Q1. What was the last CD / mp3 you listened to? Q2. What was the last DVD you watched? Q3. What colour are your underpants? Q4. Who was the last person you kissed? Q5. Tea or Coffee? Q6. PC or (the far superior) Mac? Q7. What is your biggest fear or phobia? Q8. Do you recycle?
p.s. if anyone feels sorry for me for only getting 2 comments on the last post then please pass comment on that too… and in future I won’t ask anything word record related. Fank you.
Today I wish to discuss the weird and wonderful world of the record breaker. I am personally a huge fan of the contestants on the competitive eating arena. I think you are not a real man unless you can shove 53 hot dogs down your throat in 12 minutes, like this guy Takeru Kobayashi… what a hero.
There is also this kid who can do 10,000 push-ups. I don’t think I have a chance at that record… unless the record is reduced to 2 push-ups because I reckon I could only just squeeze out 3 after some intensive training.
I was also reading about this guy who was a college student and he stayed awake for 11 days straight… i guess he really needed some money or something (do you get paid for breaking a record? Maybe you get Guinness… now there’s an incentive). What an insane thing to do… staying awake… why?

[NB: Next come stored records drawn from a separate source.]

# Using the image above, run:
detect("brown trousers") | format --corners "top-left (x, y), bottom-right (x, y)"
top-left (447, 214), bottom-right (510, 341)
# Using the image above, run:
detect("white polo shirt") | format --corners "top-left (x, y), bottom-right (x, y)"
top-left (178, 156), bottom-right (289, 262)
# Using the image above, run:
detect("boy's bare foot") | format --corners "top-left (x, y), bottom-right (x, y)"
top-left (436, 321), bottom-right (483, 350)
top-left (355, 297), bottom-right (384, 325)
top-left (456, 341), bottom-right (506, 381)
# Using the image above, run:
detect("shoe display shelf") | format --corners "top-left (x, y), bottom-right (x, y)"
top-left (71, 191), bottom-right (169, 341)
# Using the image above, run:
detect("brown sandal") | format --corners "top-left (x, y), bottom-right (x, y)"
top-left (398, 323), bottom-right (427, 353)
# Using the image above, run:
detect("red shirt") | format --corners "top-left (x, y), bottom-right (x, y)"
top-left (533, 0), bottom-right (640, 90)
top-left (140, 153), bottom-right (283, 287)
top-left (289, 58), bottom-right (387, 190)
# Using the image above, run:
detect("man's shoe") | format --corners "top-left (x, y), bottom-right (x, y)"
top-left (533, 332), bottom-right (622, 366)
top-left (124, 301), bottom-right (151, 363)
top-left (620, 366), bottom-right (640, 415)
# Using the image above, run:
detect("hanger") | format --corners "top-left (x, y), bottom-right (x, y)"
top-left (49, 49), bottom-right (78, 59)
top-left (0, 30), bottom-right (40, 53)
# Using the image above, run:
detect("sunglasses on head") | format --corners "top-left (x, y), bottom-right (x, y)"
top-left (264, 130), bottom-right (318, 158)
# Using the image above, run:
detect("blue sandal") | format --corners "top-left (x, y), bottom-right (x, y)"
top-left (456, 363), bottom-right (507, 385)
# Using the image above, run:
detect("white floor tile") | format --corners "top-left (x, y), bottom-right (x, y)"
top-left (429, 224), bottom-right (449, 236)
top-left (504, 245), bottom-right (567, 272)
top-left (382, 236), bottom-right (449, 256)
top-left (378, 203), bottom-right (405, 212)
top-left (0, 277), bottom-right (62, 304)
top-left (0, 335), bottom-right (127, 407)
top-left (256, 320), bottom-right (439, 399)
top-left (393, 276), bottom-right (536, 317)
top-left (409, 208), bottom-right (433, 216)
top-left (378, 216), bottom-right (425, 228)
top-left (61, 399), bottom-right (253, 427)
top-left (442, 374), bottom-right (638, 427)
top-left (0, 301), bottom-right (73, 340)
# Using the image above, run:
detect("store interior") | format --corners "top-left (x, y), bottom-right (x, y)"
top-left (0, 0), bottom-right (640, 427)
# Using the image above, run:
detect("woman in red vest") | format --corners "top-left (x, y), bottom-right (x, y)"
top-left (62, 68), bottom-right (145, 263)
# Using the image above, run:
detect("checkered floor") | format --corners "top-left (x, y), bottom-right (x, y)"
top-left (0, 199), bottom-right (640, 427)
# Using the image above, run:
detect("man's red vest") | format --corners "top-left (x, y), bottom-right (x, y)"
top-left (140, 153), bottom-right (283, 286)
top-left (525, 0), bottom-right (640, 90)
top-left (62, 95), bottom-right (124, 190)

I think I would go for the sleeping record. After jet setting back from New York I managed to put away 18 hours of sleep… and I forced myself to get up. I don’t know what the record for sleeping is… I wonder if that guy who stayed awake for 11 days is currently my competition for the sleeping record. You’d think after 11 sleepless days you would sleep like a bear. I need to research this further.
So… which world record would you set?
Answers in the comments box my ambitious little babies
Quote of the Day Ryan: (looking at himself topless in the mirror while brushing teeth) Wow! Look at these muscles… aren’t they are like Brad Pitt’s in Fight Club Girlfriend: (disgusted look) NO!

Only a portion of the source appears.